Another thing many bloggers have noted is the withering feeling of rejection the website breeds, the writer above calling it a “social anxiety nightmare.” If you’re “old,” (read: over 30), unattractive, not topless, or otherwise uninteresting, you’ll probably be nexte’d before you can type “ASL.”
But don’t take it personally. Maybe you’re just not their type. At least that’s what I told myself after being e-dissed 5 times (in a row!). Suddenly, we’re back to freshman year, when the object of my misguided hallway affections politely told me I was too tall for him. Sigh. This wasn’t turning out to be the fantastic voyeuristic odyssey I’d hoped for.
Interspersed between all of the creepers and rejection, however, were a few gems.
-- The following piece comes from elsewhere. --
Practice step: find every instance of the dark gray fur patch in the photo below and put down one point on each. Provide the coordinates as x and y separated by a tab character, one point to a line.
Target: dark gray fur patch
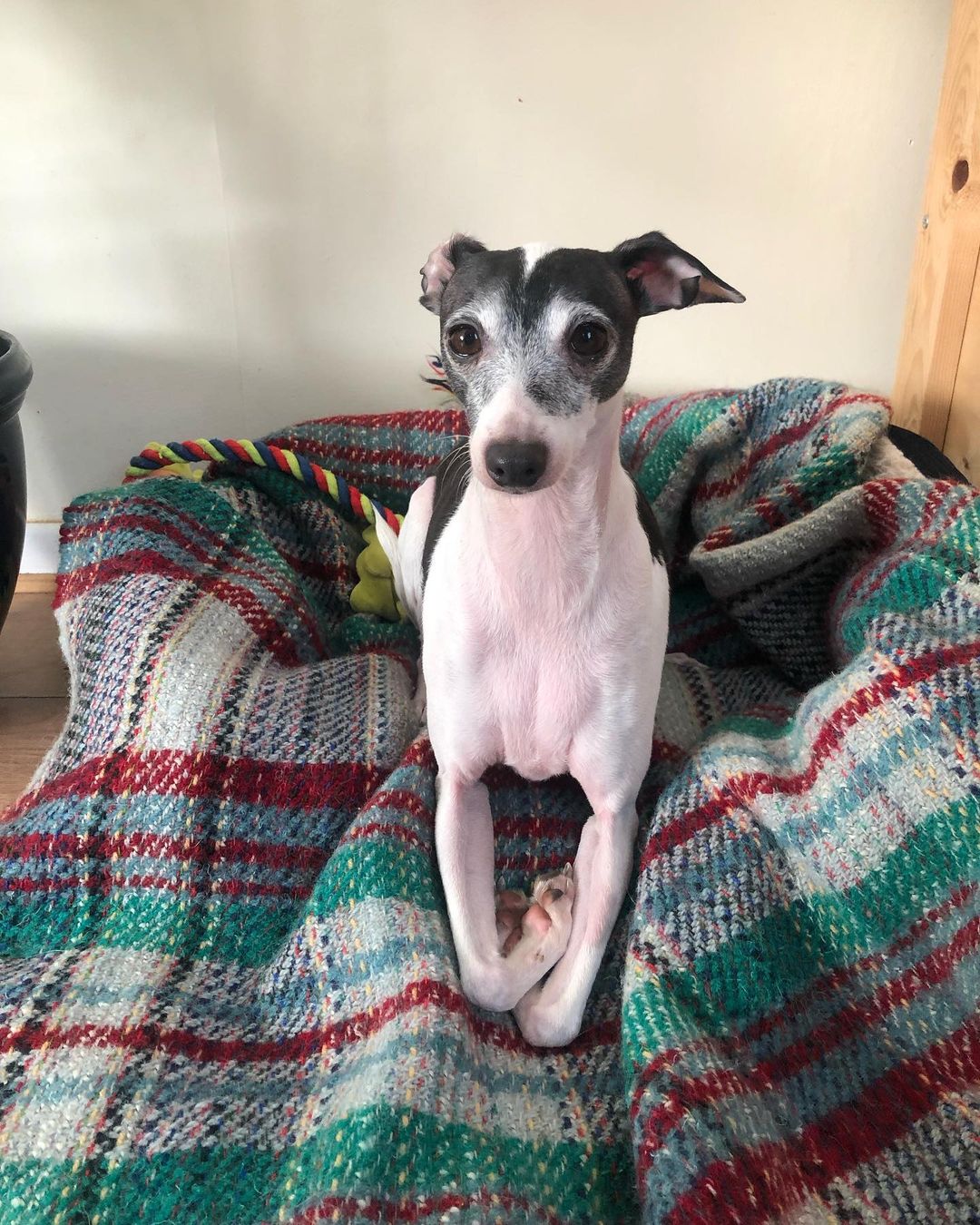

Another 20-something young lass and I bonded over being “normal girls” amidst the chaos (though, for all I know, she succumbed to the seductions of the Sharpie). A guy in sunglasses and a fake mustache danced to “Barbie Girl” for a full 3 minutes. Even President Obama smiled at me from behind his laptop – at least his dime store mask did. And, no, I didn’t run in to the New York Times famous leopard man (see image) though I wish I had.
There's been a lot of talk about how addictive the site is, with some wasting hours hitting F9 to see who else is online (when I was on there last night, around 20,000 users were active). More are clicking on each day, and Ternovskiy recently confessed his plans to come to the States. But with the bloggerati suffering from a perpetual case of ADD, will its popularity last?